『昭和残侠伝』『遠山の金さん』『極道の妻たち』など、東映の映画やドラマに登場する鮮烈な刺青。その芸術的な絵柄を手掛けた一人の「刺青絵師」にスポットを当てた書籍『刺青絵師 毛利清二-刺青部屋から覗いた日本映画秘史-』が3月24日に刊行される。
本書では、東映京都撮影所の一角に「刺青部屋」を構え、80歳まで絵筆を振るい続けた職人・毛利清二の軌跡をたどる。刺青を描く技術や撮影現場でのエピソード、さらには名だたる俳優たちとの交流が明かされる。
刺青を“描く”映画づくり
映画やドラマの撮影においてどのように刺青が描かれていたのか、その手法が詳しく紹介される。図案の決定から道具の準備、実際の撮影時の対応、さらには刺青と俳優の演技の関係性まで、映画製作の裏側が描かれる。特に、『徳川いれずみ師 責め地獄』の制作秘話や、「遠山の金さん」における刺青再現のプロセスなど、貴重なエピソードが満載だ。
また、毛利清二と俳優たちの交流にも焦点を当てている。藤純子(現・富司純子)、鶴田浩二、美空ひばり、高倉健、若山富三郎、北大路欣也、松方弘樹、渡瀬恒彦、高島礼子、渡辺謙といったスターたちとの思い出が語られる。俳優たちが刺青をどのように受け入れ、演技に生かしたのか、その舞台裏が明かされる。
また、高橋英樹によるコラムでは、刺青を描かれる側の視点から見たエピソードも収録されている。
さらに、毛利清二の生い立ちから東映京都撮影所でのキャリア、そして刺青絵師としての歩みが綴られる。繊維会社から映画の世界へ転身した経緯や、近衛十四郎の付き人時代の逸話、大部屋俳優としての経験、やくざ映画全盛期の撮影所の雰囲気など、映画業界の歴史とともに語られる。
さらに、日本アカデミー賞特別賞受賞の裏話や、未完に終わった映画企画、毛利の健康の秘訣まで、その生涯が余すことなく描かれる。

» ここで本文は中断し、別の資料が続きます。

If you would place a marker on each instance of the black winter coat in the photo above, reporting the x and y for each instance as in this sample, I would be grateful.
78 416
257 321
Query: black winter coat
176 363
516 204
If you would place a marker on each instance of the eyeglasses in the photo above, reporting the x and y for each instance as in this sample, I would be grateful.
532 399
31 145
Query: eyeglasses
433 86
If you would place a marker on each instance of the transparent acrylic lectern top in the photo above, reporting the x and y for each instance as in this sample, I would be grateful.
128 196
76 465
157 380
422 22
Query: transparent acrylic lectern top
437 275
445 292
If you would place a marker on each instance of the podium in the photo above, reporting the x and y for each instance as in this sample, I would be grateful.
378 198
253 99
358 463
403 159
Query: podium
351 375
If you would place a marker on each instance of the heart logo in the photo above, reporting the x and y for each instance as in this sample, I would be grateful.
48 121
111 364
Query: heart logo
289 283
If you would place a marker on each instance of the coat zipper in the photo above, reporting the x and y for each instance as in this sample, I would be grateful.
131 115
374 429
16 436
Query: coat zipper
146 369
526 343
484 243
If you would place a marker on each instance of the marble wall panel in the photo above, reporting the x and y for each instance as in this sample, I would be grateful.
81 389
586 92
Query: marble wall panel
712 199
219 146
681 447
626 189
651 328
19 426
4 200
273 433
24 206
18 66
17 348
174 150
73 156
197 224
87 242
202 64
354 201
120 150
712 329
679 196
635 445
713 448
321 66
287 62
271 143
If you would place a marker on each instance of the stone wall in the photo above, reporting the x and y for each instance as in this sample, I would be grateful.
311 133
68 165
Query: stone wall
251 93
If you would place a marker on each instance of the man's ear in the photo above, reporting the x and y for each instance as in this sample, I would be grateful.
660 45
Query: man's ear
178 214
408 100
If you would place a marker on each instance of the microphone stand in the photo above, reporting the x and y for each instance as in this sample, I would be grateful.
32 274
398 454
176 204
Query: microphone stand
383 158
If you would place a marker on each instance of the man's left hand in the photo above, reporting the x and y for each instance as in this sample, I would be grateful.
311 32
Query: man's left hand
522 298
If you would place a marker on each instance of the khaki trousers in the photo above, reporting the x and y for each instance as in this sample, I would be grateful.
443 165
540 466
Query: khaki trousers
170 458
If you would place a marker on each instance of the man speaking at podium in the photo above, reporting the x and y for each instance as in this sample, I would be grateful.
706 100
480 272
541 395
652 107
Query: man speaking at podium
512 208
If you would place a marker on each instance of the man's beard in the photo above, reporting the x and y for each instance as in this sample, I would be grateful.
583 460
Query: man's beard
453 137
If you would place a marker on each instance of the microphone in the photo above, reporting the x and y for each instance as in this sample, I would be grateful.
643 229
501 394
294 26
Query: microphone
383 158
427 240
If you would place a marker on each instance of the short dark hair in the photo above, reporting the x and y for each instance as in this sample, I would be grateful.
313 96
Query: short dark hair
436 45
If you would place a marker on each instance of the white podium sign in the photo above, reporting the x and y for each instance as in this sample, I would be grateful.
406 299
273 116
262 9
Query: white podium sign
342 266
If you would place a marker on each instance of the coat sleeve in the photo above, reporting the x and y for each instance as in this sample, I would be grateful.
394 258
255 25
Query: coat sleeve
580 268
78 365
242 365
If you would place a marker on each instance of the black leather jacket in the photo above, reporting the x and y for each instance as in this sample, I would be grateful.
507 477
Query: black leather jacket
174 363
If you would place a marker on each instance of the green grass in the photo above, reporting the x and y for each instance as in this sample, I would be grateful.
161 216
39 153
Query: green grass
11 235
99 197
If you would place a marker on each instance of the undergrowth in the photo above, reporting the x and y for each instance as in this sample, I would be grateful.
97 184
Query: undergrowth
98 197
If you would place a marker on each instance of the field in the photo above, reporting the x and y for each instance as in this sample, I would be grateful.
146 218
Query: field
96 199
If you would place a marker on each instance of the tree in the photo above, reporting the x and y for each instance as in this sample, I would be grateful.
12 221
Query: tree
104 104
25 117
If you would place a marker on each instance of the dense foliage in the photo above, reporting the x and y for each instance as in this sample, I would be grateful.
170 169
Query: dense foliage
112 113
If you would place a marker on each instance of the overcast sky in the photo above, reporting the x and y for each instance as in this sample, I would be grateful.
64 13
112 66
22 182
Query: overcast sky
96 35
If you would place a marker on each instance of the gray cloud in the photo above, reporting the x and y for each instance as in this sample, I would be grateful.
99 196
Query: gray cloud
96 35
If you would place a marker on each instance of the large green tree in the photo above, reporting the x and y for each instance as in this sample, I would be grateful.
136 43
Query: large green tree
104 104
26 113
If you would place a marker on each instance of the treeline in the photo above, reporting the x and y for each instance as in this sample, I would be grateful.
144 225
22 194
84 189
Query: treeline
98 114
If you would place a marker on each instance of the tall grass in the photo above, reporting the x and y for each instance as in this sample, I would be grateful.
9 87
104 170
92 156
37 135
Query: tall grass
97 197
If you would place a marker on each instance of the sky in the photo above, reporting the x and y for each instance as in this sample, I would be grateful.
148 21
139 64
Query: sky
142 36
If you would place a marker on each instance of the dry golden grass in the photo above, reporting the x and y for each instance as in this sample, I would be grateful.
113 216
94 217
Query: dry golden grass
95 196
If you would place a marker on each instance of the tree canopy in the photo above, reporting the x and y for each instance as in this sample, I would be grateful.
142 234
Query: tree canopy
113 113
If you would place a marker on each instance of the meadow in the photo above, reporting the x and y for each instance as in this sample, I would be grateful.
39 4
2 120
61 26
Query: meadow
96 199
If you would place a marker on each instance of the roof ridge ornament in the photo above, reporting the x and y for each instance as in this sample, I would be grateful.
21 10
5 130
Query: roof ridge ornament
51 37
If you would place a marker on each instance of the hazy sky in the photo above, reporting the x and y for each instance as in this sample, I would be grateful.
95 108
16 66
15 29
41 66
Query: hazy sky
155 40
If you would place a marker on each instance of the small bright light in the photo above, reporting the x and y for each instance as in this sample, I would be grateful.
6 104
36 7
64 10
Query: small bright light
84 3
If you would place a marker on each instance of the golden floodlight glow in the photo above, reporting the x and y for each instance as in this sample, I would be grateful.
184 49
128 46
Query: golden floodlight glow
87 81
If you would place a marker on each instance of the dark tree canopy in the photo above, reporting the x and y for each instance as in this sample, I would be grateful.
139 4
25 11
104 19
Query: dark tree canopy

解説では、映画における刺青の役割や、時代劇・任侠・実録映画と刺青の関係、さらには日本社会における刺青文化の変遷について、研究者の視点から考察される。映画史と文化人類学の観点から、刺青がいかに映画表現の一部として機能してきたのかが論じられる。
本書は、東映作品のファンはもちろん、映画制作の舞台裏に興味がある読者にとっても貴重な一冊となるだろう。